4 Nov 2001:  Manager Bob Brenly of the Arizona Diamondbacks meets with starting pitcher Curt Schilling #38 during game seven of the Major League Baseball World Series against the New York Yankees at Bank One Ballpark in Phoenix, Arizona. The Diamondbacks won 3-2 to capture the World Series title. DIGITAL IMAGE. Mandatory Credit: Harry How/ALLSPORT

From Cubs.com

Cubs TV analyst Bob Brenly said Saturday he is officially withdrawing his name from the job as Cubs manager. Brenly met with GM Jim Hendry prior to Friday’s game.

“I don’t feel that at this particular time, it was a good fit for me,” Brenly said. “For personal and professional reasons, this was not the right time for me.”

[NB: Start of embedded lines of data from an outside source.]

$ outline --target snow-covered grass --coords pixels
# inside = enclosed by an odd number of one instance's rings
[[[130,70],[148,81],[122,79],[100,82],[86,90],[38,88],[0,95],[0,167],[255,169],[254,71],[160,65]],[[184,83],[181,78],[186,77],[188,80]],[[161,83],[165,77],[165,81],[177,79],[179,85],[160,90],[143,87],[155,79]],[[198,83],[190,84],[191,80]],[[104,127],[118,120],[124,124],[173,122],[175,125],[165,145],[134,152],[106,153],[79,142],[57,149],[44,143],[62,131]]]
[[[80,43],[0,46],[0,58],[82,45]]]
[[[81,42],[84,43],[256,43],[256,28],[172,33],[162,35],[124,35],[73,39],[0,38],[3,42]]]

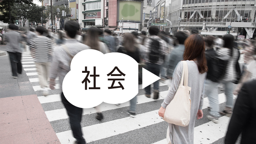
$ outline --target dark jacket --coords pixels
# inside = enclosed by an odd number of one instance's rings
[[[214,68],[212,66],[212,59],[211,58],[212,56],[217,56],[217,53],[212,48],[210,50],[208,50],[206,51],[205,56],[207,60],[207,66],[208,67],[208,72],[207,72],[207,76],[206,76],[206,79],[210,80],[213,82],[217,82],[216,81],[216,78],[214,78],[213,73],[214,72]]]
[[[234,144],[242,133],[241,144],[256,143],[256,80],[242,87],[234,108],[225,139],[225,144]]]
[[[127,52],[125,50],[124,47],[121,46],[119,47],[117,50],[117,52],[123,53],[131,57],[134,59],[138,63],[140,63],[140,51],[138,48],[136,48],[136,51],[134,52]]]

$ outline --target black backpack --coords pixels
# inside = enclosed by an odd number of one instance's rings
[[[212,72],[212,77],[214,79],[212,81],[214,82],[219,82],[224,78],[230,56],[227,55],[212,55],[207,52],[206,52],[206,56],[210,57],[212,64],[212,70],[214,71]]]
[[[153,38],[150,38],[152,41],[150,44],[150,48],[148,54],[148,59],[151,63],[156,63],[159,60],[160,56],[160,43]]]

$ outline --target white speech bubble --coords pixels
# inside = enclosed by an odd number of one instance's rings
[[[82,81],[86,78],[85,66],[90,71],[88,78],[87,90]],[[93,76],[94,67],[96,67],[96,77]],[[108,76],[117,66],[125,76]],[[116,104],[125,102],[133,98],[138,93],[138,64],[131,57],[122,53],[114,52],[104,54],[94,50],[86,50],[80,52],[74,57],[71,65],[71,70],[65,77],[62,83],[63,92],[67,100],[72,104],[82,108],[90,108],[102,102]],[[120,74],[117,70],[112,74]],[[108,79],[124,79],[116,80],[114,86],[118,86],[120,82],[124,89],[109,89],[113,80]],[[100,89],[90,89],[96,87]]]

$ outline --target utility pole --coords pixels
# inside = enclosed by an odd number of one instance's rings
[[[11,8],[10,6],[10,1],[8,1],[8,7],[9,7],[9,17],[10,18],[10,24],[12,24],[12,18],[11,17]]]
[[[42,19],[43,17],[42,17]],[[52,0],[51,0],[51,20],[52,21],[52,32],[53,32],[53,20],[52,20]]]
[[[123,34],[123,29],[124,29],[124,20],[123,20],[123,18],[122,18],[122,34]]]
[[[43,13],[44,12],[44,9],[43,9],[43,6],[42,6],[42,26],[43,26]]]

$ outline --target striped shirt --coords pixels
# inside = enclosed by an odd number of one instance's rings
[[[48,62],[52,60],[52,40],[44,36],[36,36],[30,40],[30,47],[35,49],[33,54],[36,62]]]
[[[160,44],[160,54],[163,55],[167,55],[167,44],[163,40],[161,39],[160,37],[156,36],[150,36],[150,38],[156,40]],[[150,38],[146,38],[145,40],[144,45],[146,48],[144,49],[145,53],[146,54],[145,56],[145,60],[148,63],[150,63],[148,59],[148,54],[150,52],[151,44],[152,40]],[[162,65],[164,63],[164,60],[161,57],[159,57],[159,60],[155,63],[156,64]]]
[[[67,39],[64,46],[68,50],[66,51],[63,45],[60,45],[54,48],[52,64],[50,72],[50,78],[55,80],[58,76],[60,80],[60,88],[62,91],[62,86],[65,76],[70,70],[70,63],[72,58],[68,52],[74,56],[80,51],[90,49],[86,45],[78,42],[75,39]]]
[[[216,52],[220,56],[230,56],[231,51],[228,48],[223,48],[218,49]],[[226,73],[223,78],[224,80],[232,81],[236,78],[236,65],[240,54],[238,50],[236,48],[233,48],[232,58],[228,63],[226,70]]]

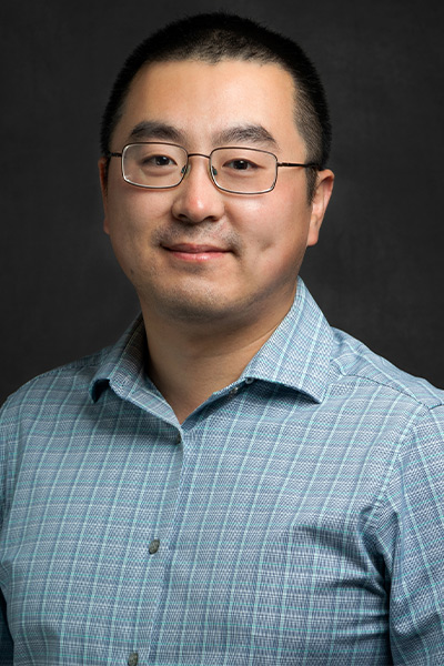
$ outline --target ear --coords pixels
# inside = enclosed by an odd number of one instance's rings
[[[99,160],[99,178],[100,178],[100,189],[102,192],[102,202],[103,202],[103,231],[105,233],[110,233],[109,224],[108,224],[108,167],[109,162],[107,158],[100,158]]]
[[[310,230],[306,245],[317,243],[321,224],[325,215],[326,206],[333,191],[334,173],[330,169],[323,169],[317,172],[316,189],[311,203],[312,214],[310,219]]]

Brenly did say he has been in contact with other teams regarding their managerial openings. He wouldn’t elaborate as to why he would consider other teams but not the Cubs.

“It just kind of came to a head in the last few days,” Brenly said.

No doubt upsetting news to some Cubs fans, who felt that Brenly would bring a tough approach to a team that may or may not lack discipline. Brenly has been especially critical of the Cubs’ higher paid players, including Alfonso Soriano, Aramis Ramirez, and Carlos Zambrano. While that made him popular among fans who watched the games on TV, it probably didn’t help his popularity in the Cubs’ clubhouse.

That is probably just one of the reasons why Brenly passed on the position. He probably realized that he wouldn’t be a realistic candidate anyway, since the Cubs seem focused on Ryne Sandberg, Mike Quade, and Joe Girardi.

While Brenly may interview for a few open positions around baseball this offseason, I would still expect him back in the booth next season. He’s been passed over for jobs time and time again, and there is no reason to expect that to change, especially when a number of big name managers will be “free agents” this offseason.